Conservationists urge race to save cheetahs from extinction
What you need to know:
Only 7,100 of cheetahs remain on earth — a 90pc drop in a century.
They face multiple threats including loss of habitat and prey, conflict with livestock and game keepers, illegal wildlife trade in live cheetahs for pets and dead ones for skins, political instability and large scale fencing.
Researchers are calling for the co-ordination of regional conservation efforts between countries where cheetahs still roam. They also suggest including incentives for the local population to conserve the cats.
Conservationists are lobbying for the inclusion of the cheetah on the international list of endangered species.
A new study by Zoological Society of London (ZSL), Panthera Corporation of London, which works on reducing threats to wild cats, and Wildlife Conservation Society (WCS) of New York, shows cheetahs are on the verge of extinction, with 7,100 remaining globally. This figure represents a more than 90 per cent drop from 100 years ago.

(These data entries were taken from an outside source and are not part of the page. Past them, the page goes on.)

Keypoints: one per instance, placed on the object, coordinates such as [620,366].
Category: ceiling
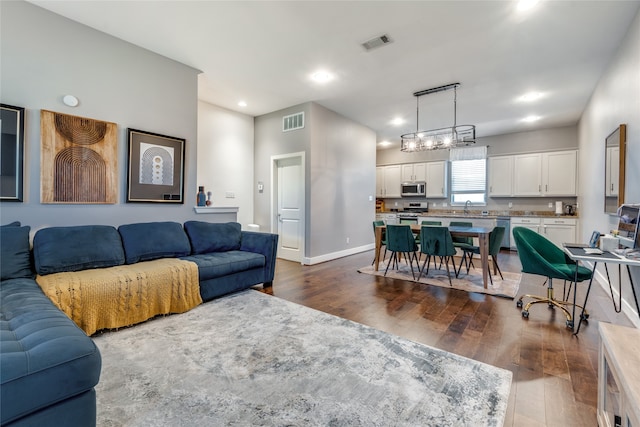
[264,52]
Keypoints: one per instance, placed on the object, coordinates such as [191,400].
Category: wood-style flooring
[554,372]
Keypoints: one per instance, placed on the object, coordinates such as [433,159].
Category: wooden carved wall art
[79,161]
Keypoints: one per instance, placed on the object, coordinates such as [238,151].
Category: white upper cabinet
[559,171]
[501,176]
[545,174]
[436,177]
[527,175]
[413,172]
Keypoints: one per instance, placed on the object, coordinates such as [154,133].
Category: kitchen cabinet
[559,173]
[559,230]
[527,222]
[388,181]
[612,171]
[436,177]
[618,376]
[545,174]
[414,172]
[501,176]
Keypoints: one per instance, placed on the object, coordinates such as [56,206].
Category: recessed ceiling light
[524,5]
[530,97]
[321,76]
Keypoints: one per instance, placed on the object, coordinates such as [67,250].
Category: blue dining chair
[436,241]
[400,240]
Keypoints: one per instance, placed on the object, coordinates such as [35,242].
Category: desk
[482,233]
[579,255]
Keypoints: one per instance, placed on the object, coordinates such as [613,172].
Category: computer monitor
[628,224]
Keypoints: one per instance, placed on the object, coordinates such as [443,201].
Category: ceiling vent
[293,122]
[376,42]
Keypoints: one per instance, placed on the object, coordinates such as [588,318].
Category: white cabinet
[388,181]
[559,170]
[527,222]
[612,171]
[414,172]
[436,177]
[545,174]
[527,176]
[559,230]
[501,176]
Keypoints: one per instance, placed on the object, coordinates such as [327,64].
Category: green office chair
[495,240]
[400,240]
[540,256]
[437,242]
[383,241]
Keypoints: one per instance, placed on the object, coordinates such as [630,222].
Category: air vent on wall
[376,42]
[293,122]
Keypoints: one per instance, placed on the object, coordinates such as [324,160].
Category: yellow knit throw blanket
[106,298]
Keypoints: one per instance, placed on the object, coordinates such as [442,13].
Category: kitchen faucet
[466,207]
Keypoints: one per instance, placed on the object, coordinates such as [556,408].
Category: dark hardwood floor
[554,372]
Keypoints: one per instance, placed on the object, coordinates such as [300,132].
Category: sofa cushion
[57,249]
[218,264]
[15,259]
[207,237]
[153,240]
[44,357]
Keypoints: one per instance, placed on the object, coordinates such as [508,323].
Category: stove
[414,209]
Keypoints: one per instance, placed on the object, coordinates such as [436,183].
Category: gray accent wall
[340,176]
[44,57]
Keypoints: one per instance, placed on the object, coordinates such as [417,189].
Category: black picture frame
[155,168]
[11,153]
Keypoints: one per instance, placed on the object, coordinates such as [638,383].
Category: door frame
[274,196]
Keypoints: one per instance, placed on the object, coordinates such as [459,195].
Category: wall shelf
[215,209]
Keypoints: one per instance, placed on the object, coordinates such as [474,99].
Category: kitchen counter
[491,215]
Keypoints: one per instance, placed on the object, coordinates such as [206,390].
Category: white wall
[45,56]
[225,158]
[615,101]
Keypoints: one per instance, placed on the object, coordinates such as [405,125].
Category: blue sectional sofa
[48,365]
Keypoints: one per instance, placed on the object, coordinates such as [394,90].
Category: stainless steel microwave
[413,189]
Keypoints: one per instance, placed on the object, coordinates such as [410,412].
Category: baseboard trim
[336,255]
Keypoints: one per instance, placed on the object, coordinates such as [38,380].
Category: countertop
[490,215]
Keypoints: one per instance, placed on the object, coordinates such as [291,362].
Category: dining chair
[436,241]
[400,240]
[538,255]
[495,241]
[460,242]
[383,241]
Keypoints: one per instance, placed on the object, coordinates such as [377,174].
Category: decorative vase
[201,198]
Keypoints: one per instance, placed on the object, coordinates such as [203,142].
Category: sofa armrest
[265,244]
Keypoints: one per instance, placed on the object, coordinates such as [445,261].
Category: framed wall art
[79,160]
[156,168]
[11,153]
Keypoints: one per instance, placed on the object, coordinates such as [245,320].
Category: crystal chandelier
[443,138]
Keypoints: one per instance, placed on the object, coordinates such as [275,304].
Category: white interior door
[290,208]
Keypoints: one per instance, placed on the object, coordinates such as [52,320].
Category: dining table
[482,233]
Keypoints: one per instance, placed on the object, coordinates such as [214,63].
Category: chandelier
[434,139]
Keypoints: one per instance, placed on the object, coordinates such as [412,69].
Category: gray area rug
[254,359]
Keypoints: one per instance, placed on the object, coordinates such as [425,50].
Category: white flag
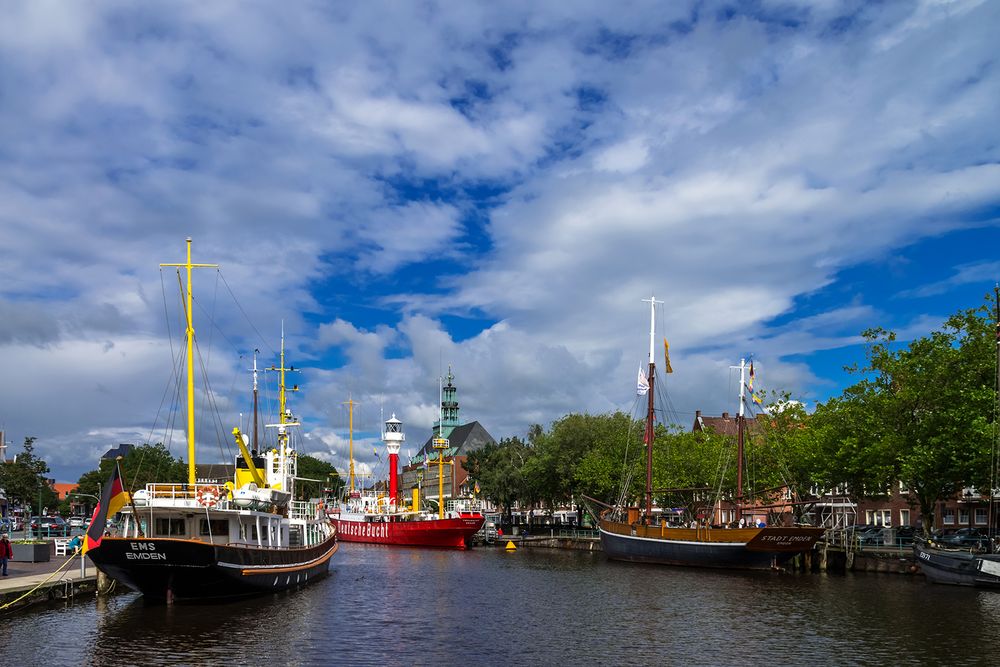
[643,386]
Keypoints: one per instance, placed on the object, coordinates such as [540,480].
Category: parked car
[870,535]
[966,538]
[49,526]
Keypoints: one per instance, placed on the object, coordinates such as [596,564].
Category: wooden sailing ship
[631,534]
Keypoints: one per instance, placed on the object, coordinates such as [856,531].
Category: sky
[491,187]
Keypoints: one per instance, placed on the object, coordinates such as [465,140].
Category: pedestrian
[6,553]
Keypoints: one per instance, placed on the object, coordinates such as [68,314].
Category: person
[6,553]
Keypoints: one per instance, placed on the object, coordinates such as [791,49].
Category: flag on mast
[113,498]
[642,385]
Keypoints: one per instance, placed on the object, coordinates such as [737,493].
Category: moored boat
[196,542]
[373,518]
[629,534]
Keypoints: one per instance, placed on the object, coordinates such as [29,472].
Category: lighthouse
[393,437]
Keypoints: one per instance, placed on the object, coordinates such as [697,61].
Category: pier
[59,578]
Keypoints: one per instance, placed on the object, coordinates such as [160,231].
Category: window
[170,527]
[219,527]
[248,532]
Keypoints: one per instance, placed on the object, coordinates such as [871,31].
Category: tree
[922,414]
[499,470]
[24,480]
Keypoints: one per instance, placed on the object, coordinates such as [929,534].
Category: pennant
[113,498]
[642,385]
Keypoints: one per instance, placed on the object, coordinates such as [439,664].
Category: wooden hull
[183,570]
[453,533]
[743,548]
[958,568]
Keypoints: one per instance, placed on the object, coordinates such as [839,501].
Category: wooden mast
[650,407]
[192,478]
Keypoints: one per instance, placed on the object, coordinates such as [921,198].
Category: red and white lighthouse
[393,438]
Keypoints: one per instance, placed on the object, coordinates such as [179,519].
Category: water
[391,606]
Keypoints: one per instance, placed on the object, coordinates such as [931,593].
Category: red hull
[444,533]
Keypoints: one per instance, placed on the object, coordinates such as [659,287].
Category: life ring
[207,496]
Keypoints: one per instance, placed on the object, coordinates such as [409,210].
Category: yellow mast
[190,352]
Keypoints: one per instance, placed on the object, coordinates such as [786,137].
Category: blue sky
[494,187]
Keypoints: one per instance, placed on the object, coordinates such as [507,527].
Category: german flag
[113,498]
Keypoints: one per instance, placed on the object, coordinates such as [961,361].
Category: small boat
[196,542]
[964,567]
[629,534]
[373,518]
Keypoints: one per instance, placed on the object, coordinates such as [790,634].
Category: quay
[59,578]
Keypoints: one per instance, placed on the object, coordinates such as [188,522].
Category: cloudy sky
[490,186]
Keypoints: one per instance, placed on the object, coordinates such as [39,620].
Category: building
[421,471]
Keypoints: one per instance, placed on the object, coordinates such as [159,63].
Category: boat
[964,567]
[371,517]
[632,534]
[191,541]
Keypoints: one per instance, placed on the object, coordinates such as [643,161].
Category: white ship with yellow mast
[187,541]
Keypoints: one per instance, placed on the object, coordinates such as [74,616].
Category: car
[48,526]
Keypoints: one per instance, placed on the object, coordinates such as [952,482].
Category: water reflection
[405,606]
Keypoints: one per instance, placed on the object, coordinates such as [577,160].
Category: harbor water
[399,606]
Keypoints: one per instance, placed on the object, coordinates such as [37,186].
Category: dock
[60,578]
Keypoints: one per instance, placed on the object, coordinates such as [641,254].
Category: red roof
[63,488]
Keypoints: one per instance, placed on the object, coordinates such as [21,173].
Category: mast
[650,416]
[995,467]
[350,438]
[189,333]
[740,421]
[255,449]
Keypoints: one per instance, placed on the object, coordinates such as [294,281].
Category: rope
[40,584]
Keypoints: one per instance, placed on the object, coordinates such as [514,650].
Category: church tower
[449,408]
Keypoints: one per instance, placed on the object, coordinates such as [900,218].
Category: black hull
[176,570]
[738,554]
[958,568]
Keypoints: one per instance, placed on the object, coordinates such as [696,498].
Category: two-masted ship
[632,534]
[191,541]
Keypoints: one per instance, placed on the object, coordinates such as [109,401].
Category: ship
[631,533]
[967,567]
[191,541]
[371,517]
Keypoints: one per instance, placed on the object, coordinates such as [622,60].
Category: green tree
[922,414]
[24,480]
[499,470]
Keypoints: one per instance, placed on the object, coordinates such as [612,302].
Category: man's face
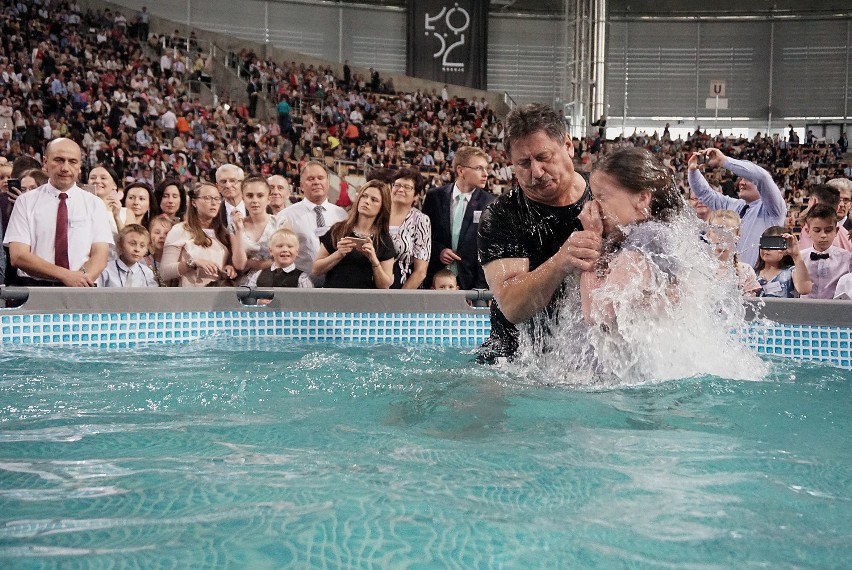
[747,190]
[543,167]
[279,191]
[63,164]
[229,187]
[314,184]
[474,174]
[845,202]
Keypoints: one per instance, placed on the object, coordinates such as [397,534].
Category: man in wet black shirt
[531,238]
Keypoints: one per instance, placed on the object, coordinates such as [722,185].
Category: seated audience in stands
[782,272]
[284,247]
[826,263]
[129,269]
[197,252]
[250,233]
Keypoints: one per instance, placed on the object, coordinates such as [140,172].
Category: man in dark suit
[454,211]
[253,91]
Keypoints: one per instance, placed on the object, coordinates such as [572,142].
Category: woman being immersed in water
[653,307]
[634,197]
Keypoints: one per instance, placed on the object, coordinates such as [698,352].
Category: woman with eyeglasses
[410,230]
[197,251]
[139,202]
[358,252]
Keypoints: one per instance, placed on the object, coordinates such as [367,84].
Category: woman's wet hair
[637,170]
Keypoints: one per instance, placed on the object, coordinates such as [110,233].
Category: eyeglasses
[211,199]
[406,187]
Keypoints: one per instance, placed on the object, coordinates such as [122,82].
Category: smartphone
[773,242]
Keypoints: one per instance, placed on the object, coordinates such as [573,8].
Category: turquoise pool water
[262,454]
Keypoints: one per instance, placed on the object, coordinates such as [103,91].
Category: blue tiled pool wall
[124,330]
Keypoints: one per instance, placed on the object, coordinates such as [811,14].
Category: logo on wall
[446,26]
[448,41]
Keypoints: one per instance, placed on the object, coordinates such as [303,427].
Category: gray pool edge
[69,300]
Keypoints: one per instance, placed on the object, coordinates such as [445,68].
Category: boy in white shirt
[826,263]
[284,247]
[126,271]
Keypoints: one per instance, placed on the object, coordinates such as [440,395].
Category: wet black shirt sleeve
[514,227]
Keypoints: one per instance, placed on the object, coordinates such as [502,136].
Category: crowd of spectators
[100,79]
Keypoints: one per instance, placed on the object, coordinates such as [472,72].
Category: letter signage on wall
[448,41]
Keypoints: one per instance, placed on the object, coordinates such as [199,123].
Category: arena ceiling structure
[652,8]
[639,63]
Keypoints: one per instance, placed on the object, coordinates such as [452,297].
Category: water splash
[681,319]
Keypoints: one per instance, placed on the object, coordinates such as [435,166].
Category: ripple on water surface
[264,453]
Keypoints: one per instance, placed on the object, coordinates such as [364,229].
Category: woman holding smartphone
[358,252]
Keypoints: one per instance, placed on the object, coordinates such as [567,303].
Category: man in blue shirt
[760,203]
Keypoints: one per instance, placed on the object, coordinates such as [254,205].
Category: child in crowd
[782,273]
[126,271]
[445,280]
[159,228]
[284,247]
[723,234]
[826,263]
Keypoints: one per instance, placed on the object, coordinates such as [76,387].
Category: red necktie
[61,245]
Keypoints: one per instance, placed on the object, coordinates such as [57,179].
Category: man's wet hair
[528,119]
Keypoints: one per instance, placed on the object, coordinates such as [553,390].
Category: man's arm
[23,258]
[98,258]
[770,195]
[702,190]
[521,293]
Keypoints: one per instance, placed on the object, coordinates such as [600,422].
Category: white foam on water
[664,329]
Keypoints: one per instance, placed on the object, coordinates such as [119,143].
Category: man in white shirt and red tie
[59,234]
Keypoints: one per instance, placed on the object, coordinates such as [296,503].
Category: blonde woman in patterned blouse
[410,229]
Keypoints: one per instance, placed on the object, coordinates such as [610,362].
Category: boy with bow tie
[826,263]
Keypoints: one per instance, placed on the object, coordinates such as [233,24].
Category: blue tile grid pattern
[124,330]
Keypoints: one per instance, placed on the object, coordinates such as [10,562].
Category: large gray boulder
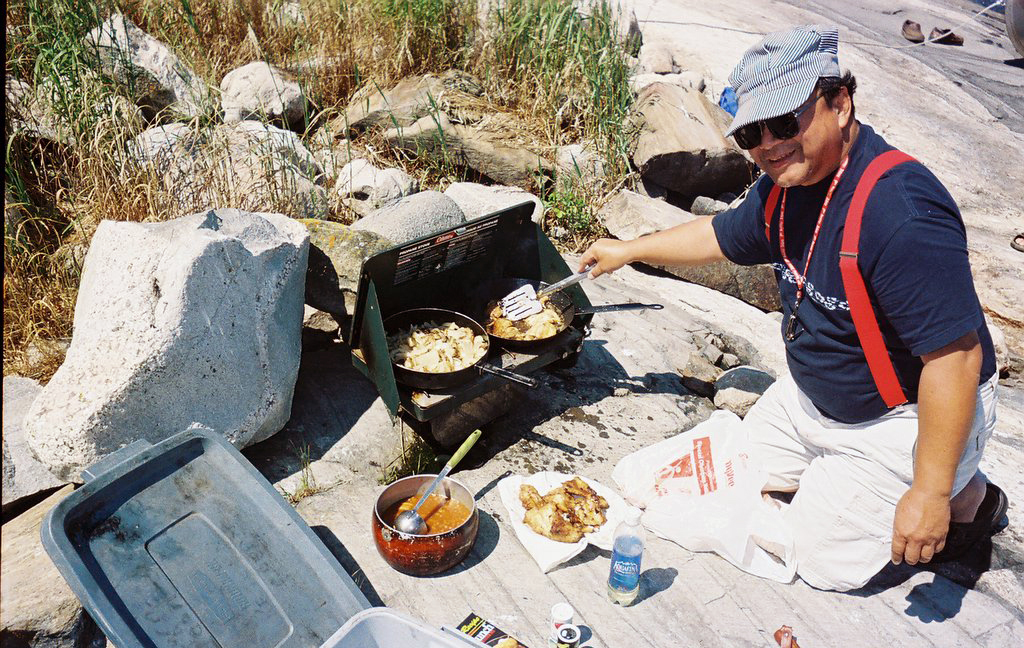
[580,163]
[489,153]
[37,607]
[363,187]
[336,256]
[260,91]
[680,142]
[686,79]
[194,321]
[479,200]
[152,73]
[24,476]
[630,216]
[401,105]
[412,217]
[248,165]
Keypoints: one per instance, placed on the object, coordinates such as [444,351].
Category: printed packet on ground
[487,634]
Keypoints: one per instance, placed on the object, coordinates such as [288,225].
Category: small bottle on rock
[624,579]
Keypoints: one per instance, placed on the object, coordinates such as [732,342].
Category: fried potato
[436,348]
[540,326]
[565,513]
[529,497]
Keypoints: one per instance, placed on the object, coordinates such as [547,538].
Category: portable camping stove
[446,270]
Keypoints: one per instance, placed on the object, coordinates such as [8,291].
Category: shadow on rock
[331,395]
[486,541]
[654,581]
[348,563]
[563,393]
[941,599]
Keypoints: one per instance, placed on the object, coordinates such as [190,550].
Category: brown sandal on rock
[911,32]
[946,37]
[1018,243]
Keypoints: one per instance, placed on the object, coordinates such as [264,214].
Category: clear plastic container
[627,551]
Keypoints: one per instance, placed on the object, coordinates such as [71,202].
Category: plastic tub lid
[185,544]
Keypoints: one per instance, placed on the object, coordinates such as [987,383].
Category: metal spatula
[525,301]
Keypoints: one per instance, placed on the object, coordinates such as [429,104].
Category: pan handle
[507,375]
[610,308]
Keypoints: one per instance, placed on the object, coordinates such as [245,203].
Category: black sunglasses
[782,127]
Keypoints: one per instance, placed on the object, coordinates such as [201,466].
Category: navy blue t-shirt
[912,257]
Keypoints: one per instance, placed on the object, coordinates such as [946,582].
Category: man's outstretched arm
[945,413]
[689,244]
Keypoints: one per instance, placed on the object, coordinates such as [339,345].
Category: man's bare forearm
[945,412]
[689,244]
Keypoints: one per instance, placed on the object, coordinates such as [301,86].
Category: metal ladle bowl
[411,521]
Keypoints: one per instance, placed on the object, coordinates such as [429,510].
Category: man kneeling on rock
[881,424]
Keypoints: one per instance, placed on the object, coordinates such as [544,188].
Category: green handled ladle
[410,521]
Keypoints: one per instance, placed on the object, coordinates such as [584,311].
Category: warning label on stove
[444,252]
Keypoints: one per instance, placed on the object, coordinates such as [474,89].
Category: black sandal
[987,521]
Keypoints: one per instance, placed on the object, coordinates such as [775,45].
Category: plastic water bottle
[624,579]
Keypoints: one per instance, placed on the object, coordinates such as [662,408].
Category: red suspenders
[863,316]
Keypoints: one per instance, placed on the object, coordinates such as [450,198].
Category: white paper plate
[548,553]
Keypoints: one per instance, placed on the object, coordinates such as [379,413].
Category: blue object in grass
[728,100]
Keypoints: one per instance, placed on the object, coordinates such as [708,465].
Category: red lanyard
[802,278]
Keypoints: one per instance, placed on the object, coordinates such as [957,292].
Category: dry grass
[557,78]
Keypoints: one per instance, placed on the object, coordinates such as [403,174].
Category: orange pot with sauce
[452,526]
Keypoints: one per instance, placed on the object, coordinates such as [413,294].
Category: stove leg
[449,430]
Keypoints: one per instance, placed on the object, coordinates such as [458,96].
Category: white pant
[847,478]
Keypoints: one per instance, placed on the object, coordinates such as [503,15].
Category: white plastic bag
[698,490]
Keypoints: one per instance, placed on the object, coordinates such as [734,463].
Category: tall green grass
[554,77]
[570,70]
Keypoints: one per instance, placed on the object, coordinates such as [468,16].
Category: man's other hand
[607,254]
[920,526]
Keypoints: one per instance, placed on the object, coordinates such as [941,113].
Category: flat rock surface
[24,475]
[625,394]
[37,606]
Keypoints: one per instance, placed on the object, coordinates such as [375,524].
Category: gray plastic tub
[185,544]
[383,628]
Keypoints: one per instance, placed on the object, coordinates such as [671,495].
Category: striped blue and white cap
[778,74]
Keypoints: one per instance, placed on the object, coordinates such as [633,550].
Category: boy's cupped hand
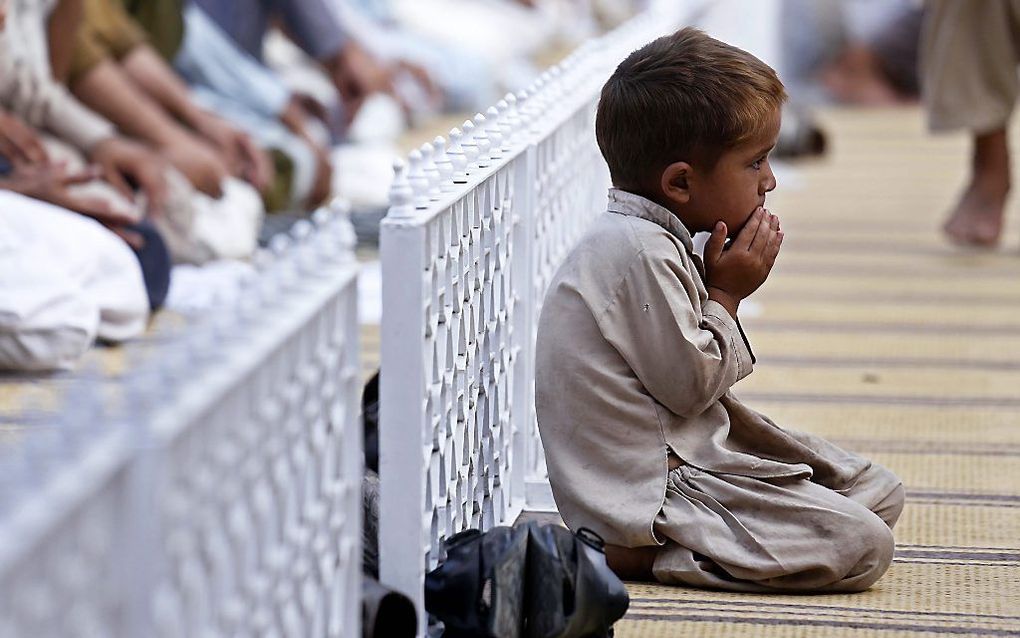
[738,271]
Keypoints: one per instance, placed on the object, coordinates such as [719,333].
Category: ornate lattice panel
[221,494]
[477,227]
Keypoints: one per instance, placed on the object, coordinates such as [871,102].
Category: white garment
[64,280]
[230,226]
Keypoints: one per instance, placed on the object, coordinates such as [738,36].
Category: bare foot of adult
[977,219]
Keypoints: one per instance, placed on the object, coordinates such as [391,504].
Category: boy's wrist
[727,300]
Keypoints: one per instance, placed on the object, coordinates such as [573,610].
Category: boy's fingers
[747,235]
[133,239]
[774,247]
[759,238]
[715,244]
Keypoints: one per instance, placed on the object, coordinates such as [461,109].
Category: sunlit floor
[875,333]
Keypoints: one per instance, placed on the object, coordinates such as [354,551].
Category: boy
[639,346]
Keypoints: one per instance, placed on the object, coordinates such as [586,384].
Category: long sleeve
[42,102]
[209,58]
[685,358]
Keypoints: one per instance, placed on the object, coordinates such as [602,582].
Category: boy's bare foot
[977,218]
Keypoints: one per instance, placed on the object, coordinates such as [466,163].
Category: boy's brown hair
[682,97]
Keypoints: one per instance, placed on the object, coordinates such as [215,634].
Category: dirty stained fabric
[633,363]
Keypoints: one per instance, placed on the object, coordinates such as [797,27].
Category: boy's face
[735,186]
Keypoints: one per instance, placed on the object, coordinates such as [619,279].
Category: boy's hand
[735,273]
[19,143]
[121,159]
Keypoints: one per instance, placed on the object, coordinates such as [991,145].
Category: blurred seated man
[225,80]
[116,72]
[135,182]
[66,278]
[66,281]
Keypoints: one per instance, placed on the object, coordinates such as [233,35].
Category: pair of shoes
[385,612]
[534,580]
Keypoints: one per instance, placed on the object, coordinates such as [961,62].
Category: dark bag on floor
[533,581]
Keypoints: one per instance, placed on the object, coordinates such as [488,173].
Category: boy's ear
[675,182]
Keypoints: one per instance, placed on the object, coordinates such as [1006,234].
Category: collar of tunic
[622,202]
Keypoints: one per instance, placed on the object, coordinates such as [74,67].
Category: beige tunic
[28,90]
[632,360]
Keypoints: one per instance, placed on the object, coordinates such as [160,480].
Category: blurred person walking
[969,56]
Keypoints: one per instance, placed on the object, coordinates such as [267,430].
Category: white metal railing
[217,490]
[477,226]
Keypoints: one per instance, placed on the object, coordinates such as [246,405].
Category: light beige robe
[634,361]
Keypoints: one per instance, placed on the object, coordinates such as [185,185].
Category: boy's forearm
[108,91]
[725,299]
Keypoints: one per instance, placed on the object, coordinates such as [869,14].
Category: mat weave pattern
[876,334]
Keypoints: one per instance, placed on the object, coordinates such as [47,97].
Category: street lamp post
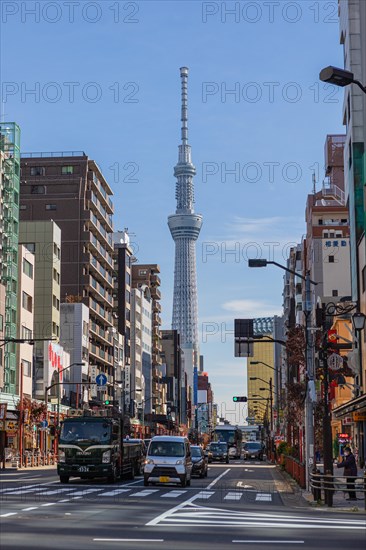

ZSL, Panthera, and WCS want the wild cheetah put on the International Union for the Conservation of Nature’s list of endangered species to avert the impending extinction of the mammal.
The organisations say urgent landscape-wide conservation action is needed to reverse the decline. They cite the Asiatic cheetah populations which have been hit hard, with fewer than 50 individuals remaining in one isolated pocket of Iran.
The rest of the world’s cheetahs in Africa are restricted to only 13 per cent of their historical distributional range. They live on unprotected land and face increased pressures from widespread human–wildlife conflict.
Data shows that there are still 2,290 cheetahs in East Africa, with 1,362 moving between Kenya and Tanzania; Ethiopia and South Sudan host some.
ZSL researcher Sarah Durant said cheetahs are a challenging species to conserve as they move widely to find prey while avoiding large predators like the lion and spotted hyena, which may kill their cubs and steal their kills.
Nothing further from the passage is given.